Under the Expert Method, a covered entity or business associate relies on an expert in the field of data de-identification to identify a manner or method of de-identifying the health information in question (e.g., suppression, generalization, perturbation, etc.). Health information is deemed properly de-identified under the Expert Method if and only if the expert is willing to certify that there is a “very small” risk that the intended recipient of the de-identified health information can use such health information, alone or in combination with other reasonably available information, to identify the individual(s) who are the subjects of the de-identified health information. The expert makes this determination based on a risk assessment which analyzes the (1) the replicability of the information, (2) the availability of other data sources containing similar information, and (3) the distinguishability of the information. For purposes of the Privacy Rule, a data de-identification expert is an individual with appropriate knowledge of and experience with generally accepted statistical and scientific principles and methods for rendering information not individually identifiable.
Safe Harbor Method
The Safe Harbor Method involves the removal from the health information in question of numerous types/categories of information that specifically identify the individual(s) who are the subject of such health information. These identifiers include, inter alia, name, date of birth, address, all geographic subdivisions smaller than a state (including zip codes), telephone numbers, fax numbers, medical record numbers, social security numbers, photographs, etc.

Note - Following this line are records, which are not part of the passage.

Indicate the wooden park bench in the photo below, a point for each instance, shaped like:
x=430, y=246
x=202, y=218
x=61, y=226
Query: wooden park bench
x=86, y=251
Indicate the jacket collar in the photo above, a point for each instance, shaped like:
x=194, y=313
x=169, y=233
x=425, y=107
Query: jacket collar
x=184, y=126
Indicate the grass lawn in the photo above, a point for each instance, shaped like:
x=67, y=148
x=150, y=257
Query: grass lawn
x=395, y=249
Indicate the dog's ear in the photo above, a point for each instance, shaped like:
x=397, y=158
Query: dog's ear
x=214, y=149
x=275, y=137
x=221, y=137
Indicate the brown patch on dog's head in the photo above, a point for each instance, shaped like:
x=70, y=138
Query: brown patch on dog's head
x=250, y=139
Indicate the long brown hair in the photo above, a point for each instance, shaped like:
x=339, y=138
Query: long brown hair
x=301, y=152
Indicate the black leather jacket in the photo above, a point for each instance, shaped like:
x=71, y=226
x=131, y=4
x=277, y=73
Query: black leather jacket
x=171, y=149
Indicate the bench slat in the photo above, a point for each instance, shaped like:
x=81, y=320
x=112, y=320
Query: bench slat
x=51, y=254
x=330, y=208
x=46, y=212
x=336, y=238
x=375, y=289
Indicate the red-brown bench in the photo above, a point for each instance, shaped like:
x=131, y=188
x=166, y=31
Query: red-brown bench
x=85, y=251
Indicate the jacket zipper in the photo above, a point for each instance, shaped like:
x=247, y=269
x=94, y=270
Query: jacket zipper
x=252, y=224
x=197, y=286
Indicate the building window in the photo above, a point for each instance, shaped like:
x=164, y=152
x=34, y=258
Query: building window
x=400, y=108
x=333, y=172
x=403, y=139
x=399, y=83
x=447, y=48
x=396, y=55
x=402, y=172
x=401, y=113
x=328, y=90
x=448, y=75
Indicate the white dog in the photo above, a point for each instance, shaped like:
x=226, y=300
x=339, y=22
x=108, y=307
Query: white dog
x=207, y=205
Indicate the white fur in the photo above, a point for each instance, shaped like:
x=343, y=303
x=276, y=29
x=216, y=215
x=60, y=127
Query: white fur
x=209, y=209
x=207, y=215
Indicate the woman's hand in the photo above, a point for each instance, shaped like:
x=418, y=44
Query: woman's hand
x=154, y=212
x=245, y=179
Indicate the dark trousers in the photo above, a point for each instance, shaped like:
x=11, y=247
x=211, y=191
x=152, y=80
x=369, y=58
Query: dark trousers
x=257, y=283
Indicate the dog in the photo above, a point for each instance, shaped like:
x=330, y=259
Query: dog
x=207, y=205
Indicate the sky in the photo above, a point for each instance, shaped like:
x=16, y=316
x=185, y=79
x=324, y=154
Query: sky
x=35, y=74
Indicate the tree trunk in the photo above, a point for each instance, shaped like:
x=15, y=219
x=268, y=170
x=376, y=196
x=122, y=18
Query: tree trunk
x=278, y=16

Additionally, even after the removal of all such identifiers, a covered entity or business associate has not achieved de-identification if it has actual knowledge of the fact that the remaining information could still be used, alone or in combination with other reasonably available information, to identify the individual(s) who are the subjects of such information. In this context, actual knowledge means clear and direct knowledge that the remaining information could be used, alone or in combination with other reasonably available information, to identify the individuals who are the subjects of the information.
What It Means
OCR’s newly provided guidance on the de-identification of health information provides critical guidance to covered entities and business associates who are often asked by non-covered entities and non-business associates (“Outside Entities”) to disclose health information in connection with the development of technology or products by such Outside Entities. For example, if a hospital is asked by a disease management company to disclose health information about the patients it has treated for a particular condition to assist the disease management company in developing a new protocol or clinical pathway for the treatment/management of such condition, the new guidance provides explicit information about the steps the hospital can take to properly de-identify the health information in question thereby facilitating the disclosure of such health information to the disease management company. In doing so, this guidance provides greater certainty for covered entities and business associates interested in providing this type of health information to Outside Entities and, as a result, greater availability of health information for Outside Entities.